Youn earned enormous praise from fans, including President Moon Jae-in, as the first Korean and second Asian actress to take the trophy. In Minari, she played "Sunja," a foul-mouthed granny who migrated to the United States to help her daughter and family settle in rural Arkansas.
"I really hate the word 'best.' Everyone says that being the No. 1 and the best is nice, but why can't we be the nicest somewhere in the middle?," the actress with a greedless face asked South Korean reporters at a press conference held in Los Angeles on April 27 after the 93rd Academy Awards
Minari, which means water celery in Korean, is a commonly found edible plant in the wetlands of East Asia. It has the ability to disperse its kind very quickly and wide with roots planted anywhere there's moisture. The water celery is also used as the main and versatile ingredients of many traditional dishes in South Korea, China and Japan.

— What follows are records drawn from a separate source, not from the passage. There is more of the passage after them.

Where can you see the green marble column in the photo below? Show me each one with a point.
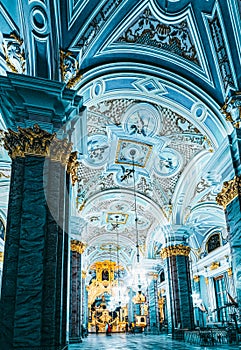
(230, 199)
(32, 303)
(77, 249)
(179, 301)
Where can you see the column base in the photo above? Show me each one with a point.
(44, 347)
(75, 340)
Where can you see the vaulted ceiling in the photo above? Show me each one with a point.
(154, 75)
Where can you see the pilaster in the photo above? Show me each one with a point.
(77, 249)
(175, 254)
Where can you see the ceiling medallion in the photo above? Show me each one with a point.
(125, 150)
(98, 150)
(168, 163)
(142, 119)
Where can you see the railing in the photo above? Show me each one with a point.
(210, 337)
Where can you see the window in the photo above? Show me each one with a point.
(2, 229)
(221, 298)
(162, 276)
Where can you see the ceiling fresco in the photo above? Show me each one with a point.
(153, 75)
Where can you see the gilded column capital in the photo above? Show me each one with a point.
(69, 67)
(31, 141)
(38, 142)
(230, 190)
(153, 275)
(77, 246)
(175, 250)
(72, 167)
(232, 109)
(60, 150)
(230, 271)
(214, 265)
(196, 278)
(84, 274)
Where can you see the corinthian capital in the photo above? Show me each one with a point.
(37, 142)
(230, 190)
(174, 251)
(232, 109)
(34, 141)
(72, 167)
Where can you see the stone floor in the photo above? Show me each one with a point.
(141, 342)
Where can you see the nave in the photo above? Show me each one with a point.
(139, 341)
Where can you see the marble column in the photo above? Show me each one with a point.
(177, 270)
(77, 248)
(153, 302)
(34, 274)
(230, 195)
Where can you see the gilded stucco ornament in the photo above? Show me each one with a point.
(37, 142)
(77, 246)
(69, 67)
(232, 109)
(230, 271)
(14, 53)
(230, 190)
(196, 278)
(28, 141)
(72, 167)
(214, 265)
(179, 249)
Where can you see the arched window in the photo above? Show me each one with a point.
(2, 229)
(213, 242)
(162, 276)
(105, 275)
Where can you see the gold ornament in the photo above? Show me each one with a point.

The pertinacious plant resembles the career of Youn who took her first step into the acting industry as a drama actress in 1966. "I started acting not because I was comfortable with it or because I liked it. I started acting because I was desperate. I had to make a living," she said.
Through some 100 films and drama series, she often portrayed characters which other actresses wouldn't take because such roles did not quite fit into stereotypes of the South Korean women who are obedient housewives and good mothers. Picking the wrong character could ruin the image of an actress.
"I started my acting career by memorizing scripts so that I don't cause any problems for others. Scripts were like the Bible for me. Anyways, I tried hard. I just tried a lot," Youn said.
Youn received the spotlight for her role in the 1971 thriller film "Woman of Fire" where she played a spiteful young housemaid who set out to destroy a family. Her roles in other films include a housewife who became a private escort, an old prostitute who unexpectedly became a "mercy killer," and an ambitious "Chaebol" heiress. Ironically, Youn is among South Korea's iconic actresses who have no match in portraying the role of a typical South Korean mother devoted to her family.
In contrast to the shiny golden trophy that was displayed on the table at the presser with Korean journalists, Youn stressed once again that she does not know if the moment of winning the Oscar trophy is the best in her life or it will bring any changes in the future. "I have no plans for the future. I will just live on as I always do. It's not like I will suddenly turn into Kim Yuh-jung from Youn Yuh-jung just because I won an Oscar."
Her only hope is simple. She wants to keep acting as long as she can. "I don't want to become a public nuisance to anyone. So I think it would be wonderful if I could carry on acting until the point which I don't cause any inconveniences."